Em: 22 de novembro de 2012
Petrobras quer melhorar a eficiência para saber o quanto se consegue extrair do potencial da bacia, que já está madura e em declínio
Petrobras quer melhorar a eficiência para saber o quanto se consegue extrair do potencial da bacia, que já está madura e em declínio

A gerente-executiva de Engenharia de Produção de Exploração e Produção (E&P) da Petrobras, Solange Guedes, afirmou nessa quarta-feira que “a Bacia de Campos (unidades mais maduras) já passou de seu ápice de produção, isso é fato”.
Já o gerente-geral da Unidade Operacional Rio de Janeiro, Eberaldo de Almeida Neto, comentou que as bacias maduras têm potencial declinante. Segundo ele, a eficiência representa o quanto se consegue extrair deste potencial. “Queremos melhorar a eficiência”, disse.
Segundo Solange, os US$ 710 milhões que serão investidos no Programa de Aumento da Eficiência Operacional (Proef) da Unidade Rio de Janeiro da Bacia de Campos gerarão retorno de até US$ 2,2 bilhões. De acordo com ela, é um investimento preventivo e de sustentação da produção que gera resultados.
A Unidade Rio de Janeiro responde por 47% da produção em áreas mais novas. A mais antiga tem 12 anos. A unidade tem 91% de eficiência e tem como meta chegar a 94% em 2016.

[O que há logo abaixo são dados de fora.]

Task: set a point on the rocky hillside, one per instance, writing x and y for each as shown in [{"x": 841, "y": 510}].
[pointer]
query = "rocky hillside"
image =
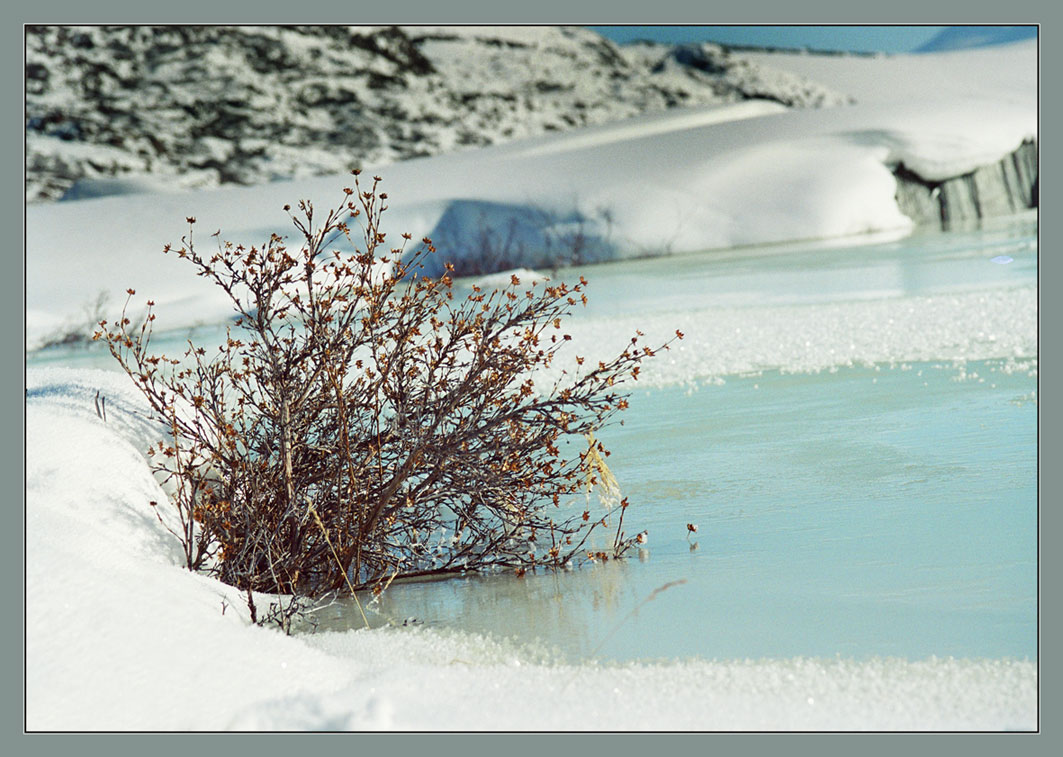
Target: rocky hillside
[{"x": 186, "y": 106}]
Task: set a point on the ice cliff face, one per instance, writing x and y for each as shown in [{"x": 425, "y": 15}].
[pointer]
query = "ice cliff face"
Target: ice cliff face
[
  {"x": 196, "y": 106},
  {"x": 1005, "y": 187}
]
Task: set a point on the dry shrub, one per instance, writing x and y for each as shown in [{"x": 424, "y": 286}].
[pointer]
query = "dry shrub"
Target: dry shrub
[{"x": 361, "y": 422}]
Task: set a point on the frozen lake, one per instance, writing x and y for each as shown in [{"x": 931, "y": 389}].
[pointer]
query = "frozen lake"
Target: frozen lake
[
  {"x": 851, "y": 427},
  {"x": 864, "y": 504}
]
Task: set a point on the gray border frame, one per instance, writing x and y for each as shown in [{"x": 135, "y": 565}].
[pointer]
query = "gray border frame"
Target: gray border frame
[{"x": 550, "y": 12}]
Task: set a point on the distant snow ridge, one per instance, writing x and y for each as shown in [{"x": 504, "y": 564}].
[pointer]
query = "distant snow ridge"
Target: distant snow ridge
[{"x": 198, "y": 106}]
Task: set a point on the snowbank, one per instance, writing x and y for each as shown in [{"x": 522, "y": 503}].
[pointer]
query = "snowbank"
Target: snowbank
[
  {"x": 120, "y": 637},
  {"x": 681, "y": 181}
]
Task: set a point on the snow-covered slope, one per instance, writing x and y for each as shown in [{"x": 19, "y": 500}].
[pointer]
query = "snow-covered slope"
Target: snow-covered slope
[
  {"x": 972, "y": 36},
  {"x": 196, "y": 106},
  {"x": 120, "y": 638},
  {"x": 684, "y": 180}
]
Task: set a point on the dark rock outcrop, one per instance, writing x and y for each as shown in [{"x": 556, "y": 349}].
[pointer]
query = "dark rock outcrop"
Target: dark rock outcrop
[
  {"x": 999, "y": 189},
  {"x": 196, "y": 106}
]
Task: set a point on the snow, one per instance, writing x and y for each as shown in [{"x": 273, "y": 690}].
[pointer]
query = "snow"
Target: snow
[
  {"x": 677, "y": 182},
  {"x": 120, "y": 637}
]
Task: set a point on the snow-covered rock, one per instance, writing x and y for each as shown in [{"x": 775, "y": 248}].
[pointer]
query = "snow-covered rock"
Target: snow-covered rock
[
  {"x": 198, "y": 106},
  {"x": 997, "y": 189}
]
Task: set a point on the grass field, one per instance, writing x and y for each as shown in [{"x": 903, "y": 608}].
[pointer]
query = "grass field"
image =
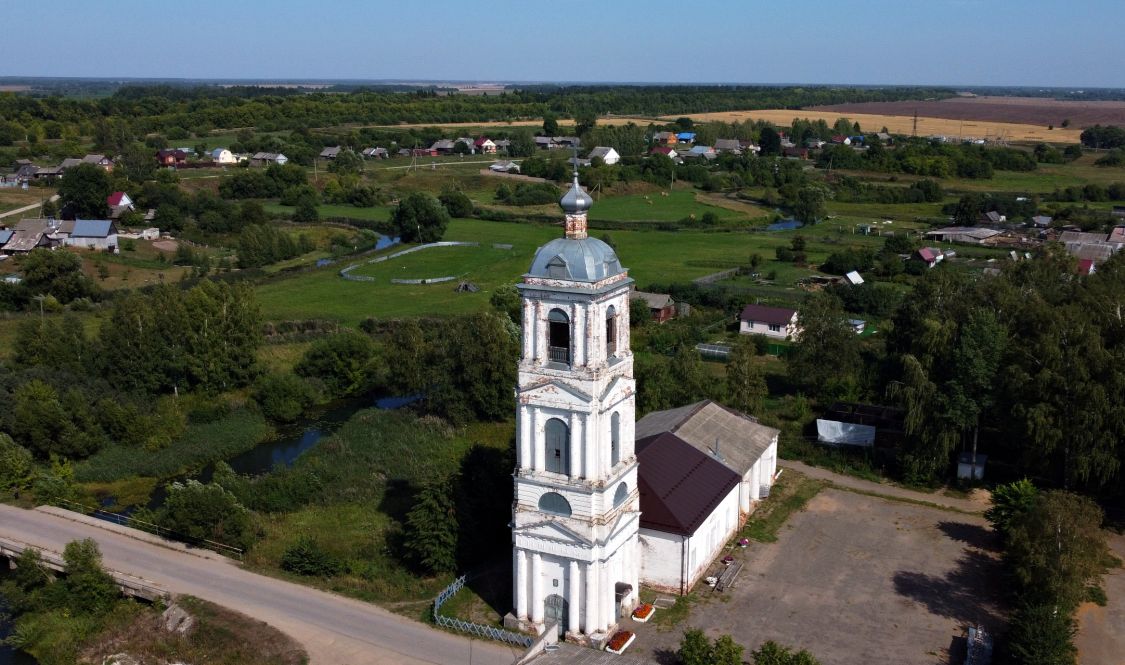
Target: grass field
[
  {"x": 902, "y": 124},
  {"x": 650, "y": 255}
]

A Unidade Bacia de Campos, por sua vez, responde por 24% da produção em plataformas mais antigas. A partir de 2009, houve queda da eficiência, chegando a 70%. Com o programa, hoje a eficiência já subiu a 72%. O Proef, neste caso, visa recuperar a produção.

Manutenção

Segundo Eberaldo Neto, as paradas para manutenção da Petrobras vão acontecer a partir de agora a cada três anos. Antes, era avaliado caso a caso, e não havia cronograma estabelecido. Segundo ele, o objetivo é tornar as paradas mais previsíveis para a empresa e para o mercado, o que pode reduzir seu tempo. As paradas devem ser em média de 15 dias.

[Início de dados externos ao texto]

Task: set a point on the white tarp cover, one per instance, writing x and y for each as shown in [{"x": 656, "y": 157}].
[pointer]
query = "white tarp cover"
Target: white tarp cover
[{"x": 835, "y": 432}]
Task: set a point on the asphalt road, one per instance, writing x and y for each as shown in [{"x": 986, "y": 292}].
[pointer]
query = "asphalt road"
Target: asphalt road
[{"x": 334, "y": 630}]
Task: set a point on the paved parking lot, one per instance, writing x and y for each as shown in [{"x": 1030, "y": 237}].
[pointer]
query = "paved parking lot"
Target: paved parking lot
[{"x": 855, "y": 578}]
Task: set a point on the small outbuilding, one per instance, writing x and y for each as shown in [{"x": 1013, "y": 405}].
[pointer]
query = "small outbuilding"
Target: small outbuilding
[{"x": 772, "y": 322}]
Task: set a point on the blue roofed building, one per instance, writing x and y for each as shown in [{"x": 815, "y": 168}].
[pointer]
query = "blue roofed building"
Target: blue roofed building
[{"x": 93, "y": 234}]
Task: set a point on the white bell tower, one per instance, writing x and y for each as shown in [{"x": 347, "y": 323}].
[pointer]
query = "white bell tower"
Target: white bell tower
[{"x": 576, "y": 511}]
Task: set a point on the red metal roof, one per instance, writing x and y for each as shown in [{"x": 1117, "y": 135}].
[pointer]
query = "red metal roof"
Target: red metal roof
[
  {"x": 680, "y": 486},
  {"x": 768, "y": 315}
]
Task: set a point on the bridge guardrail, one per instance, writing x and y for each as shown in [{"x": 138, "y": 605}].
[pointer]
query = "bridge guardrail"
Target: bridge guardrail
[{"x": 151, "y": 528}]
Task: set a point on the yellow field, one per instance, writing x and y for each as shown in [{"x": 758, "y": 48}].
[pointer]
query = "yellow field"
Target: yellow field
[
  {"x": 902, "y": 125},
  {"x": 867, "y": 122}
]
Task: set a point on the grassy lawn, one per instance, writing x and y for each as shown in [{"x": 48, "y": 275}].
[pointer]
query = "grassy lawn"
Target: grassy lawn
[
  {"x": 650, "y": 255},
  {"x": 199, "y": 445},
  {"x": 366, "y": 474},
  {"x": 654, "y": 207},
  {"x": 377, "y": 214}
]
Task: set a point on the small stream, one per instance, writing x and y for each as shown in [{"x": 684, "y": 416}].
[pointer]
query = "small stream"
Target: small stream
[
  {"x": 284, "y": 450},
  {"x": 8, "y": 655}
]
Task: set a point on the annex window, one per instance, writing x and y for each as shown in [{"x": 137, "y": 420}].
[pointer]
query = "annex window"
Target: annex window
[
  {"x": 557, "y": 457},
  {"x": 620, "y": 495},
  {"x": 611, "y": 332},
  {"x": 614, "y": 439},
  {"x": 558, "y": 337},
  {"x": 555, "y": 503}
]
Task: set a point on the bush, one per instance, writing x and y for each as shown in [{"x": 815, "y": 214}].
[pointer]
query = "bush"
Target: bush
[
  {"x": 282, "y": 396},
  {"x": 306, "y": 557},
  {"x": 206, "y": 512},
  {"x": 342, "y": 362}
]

As plataformas P-54 (FPSO no campo de Roncador) e P-40 (campo de Marlim Sul) estão no cronograma de paradas para manutenção previstas para 2013. A P-54 tem capacidade para 100 mil barris/dia e para em fevereiro. A P-40 tem potencial para 72 mil barris/dia e hoje produz 63 mil barris/dia. A parada está prevista para abril.